Campaigning and governing Right

Do you want to govern or not? Why? What would you do for us, rather than to us, if you were in government?

Conservatives have to come up with cogent answers to those questions. They don't have them. Focus groups are no better than the PR dollies who run them, as it is they who write the summaries. This article shows they can't find them elsewhere in the Anglosphere.
Back in 1995, as I was heading off to work as John Major's adviser,

The opinions of a man who helped put the British Conservatives - the most successful political party in the first world - has a lot more grounds for modesty than Finkelstein would appear to have. He essentially takes a negatiove approach - if you are going to lose is a poor way of operating, and doesn't really address the reality facing the Liberals. Nonetheless, here is the essence of Finkelstein's article:
... there is the waning appeal of small-government rhetoric. In the 1970s, speeches about government being the problem, not the solution, resonated. Now this language is much less potent politically. Government remains often inefficient and too large, but winning support to change it is harder. Conservatives need to show that they can run government, providing services, not merely talking about shrinking them.

This is what the Catallaxy crowd can't understand; people will pay taxes for government to provide services at a cheaper and more universal rate than is available from the market.

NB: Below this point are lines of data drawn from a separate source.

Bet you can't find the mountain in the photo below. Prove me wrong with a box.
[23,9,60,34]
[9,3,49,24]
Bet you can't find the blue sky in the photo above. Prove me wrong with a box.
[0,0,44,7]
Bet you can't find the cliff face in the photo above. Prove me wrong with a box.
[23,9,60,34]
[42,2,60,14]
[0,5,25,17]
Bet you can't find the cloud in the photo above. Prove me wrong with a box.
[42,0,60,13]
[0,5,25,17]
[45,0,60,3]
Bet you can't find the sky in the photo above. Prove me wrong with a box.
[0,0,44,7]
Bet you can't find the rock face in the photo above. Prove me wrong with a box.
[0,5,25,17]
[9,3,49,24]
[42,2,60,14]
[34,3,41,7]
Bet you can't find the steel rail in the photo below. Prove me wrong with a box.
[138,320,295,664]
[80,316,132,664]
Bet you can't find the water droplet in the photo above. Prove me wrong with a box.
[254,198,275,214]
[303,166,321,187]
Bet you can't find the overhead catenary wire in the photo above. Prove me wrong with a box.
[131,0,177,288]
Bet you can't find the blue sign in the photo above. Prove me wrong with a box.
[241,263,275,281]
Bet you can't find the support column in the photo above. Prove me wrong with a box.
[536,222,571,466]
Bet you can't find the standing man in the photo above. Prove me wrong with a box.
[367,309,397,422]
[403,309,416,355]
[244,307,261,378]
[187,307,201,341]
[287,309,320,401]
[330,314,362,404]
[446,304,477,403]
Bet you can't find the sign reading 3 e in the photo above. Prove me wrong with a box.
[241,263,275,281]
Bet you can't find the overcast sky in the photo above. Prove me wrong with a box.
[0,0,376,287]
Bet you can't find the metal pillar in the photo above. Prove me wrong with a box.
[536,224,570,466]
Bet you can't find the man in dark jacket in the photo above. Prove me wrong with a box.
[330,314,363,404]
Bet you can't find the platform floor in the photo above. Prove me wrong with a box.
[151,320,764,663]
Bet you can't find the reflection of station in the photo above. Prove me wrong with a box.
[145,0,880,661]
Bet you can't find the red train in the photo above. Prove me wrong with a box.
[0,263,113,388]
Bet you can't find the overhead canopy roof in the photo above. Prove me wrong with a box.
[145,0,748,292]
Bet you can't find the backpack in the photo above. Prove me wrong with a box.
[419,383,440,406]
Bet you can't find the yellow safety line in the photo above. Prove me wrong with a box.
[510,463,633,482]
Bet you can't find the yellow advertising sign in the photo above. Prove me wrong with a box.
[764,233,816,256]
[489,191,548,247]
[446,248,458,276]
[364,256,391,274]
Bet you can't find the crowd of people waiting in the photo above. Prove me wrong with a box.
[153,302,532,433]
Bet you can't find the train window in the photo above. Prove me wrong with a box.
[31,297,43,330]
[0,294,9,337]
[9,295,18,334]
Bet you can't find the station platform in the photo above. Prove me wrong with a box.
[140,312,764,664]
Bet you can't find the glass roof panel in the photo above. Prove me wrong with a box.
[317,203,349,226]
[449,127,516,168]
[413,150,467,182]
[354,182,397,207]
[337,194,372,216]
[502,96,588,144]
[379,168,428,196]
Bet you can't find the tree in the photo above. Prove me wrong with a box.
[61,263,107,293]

This debate wasn't always on the fringes. There was serious debate within the Liberal Party about what government should/shouldn't do, from 1983 until they got tired of it after the 1993 election and took the Howard approach of tinkering at the edges. The NSW Liberals have lost every election since (including?) 1991 because of this skittishness in the face of government services and the taxes that fund them.

The Liberals need to be clear about what they want government to do an not do, and how much this costs. When they get this sorted, they'll be a credible alternative government. They can avoid it, but only if the are determined to be a party of opposition.

After 11 years in office, the Coalition have plenty of experience in running government services. I won't mention AWB if you won't, but it is absolutely appropriate to look at those aspects of government neglected by Howard and ask how we are worse off for that neglect, and whether it is appropriate for the next Liberal government to be so neglectful.
And then there is cultural change. All across the world conservative parties have risked being left behind by the vast social changes of the past 40 years. Making peace with the '60s is the hardest task

It sure is, eh Gerard Henderson?

This is also essential reading for religious conservatives and small-government freaks alike:
Nobody wants to vote for a party that angrily disapproves of how they live. That's the mistake the Left made as working-class people became wealthier and more mobile.

Well done Finkelstein for pointing this out. What has to happen now is the realisation that attitudes to tax and government aren't just poses but thoroughgoing approaches to policy development. Nobody expects Nelson to deliver this, of course, but when the Liberals start wining again they will have absorbed some of the more important lessons from Failure Boy.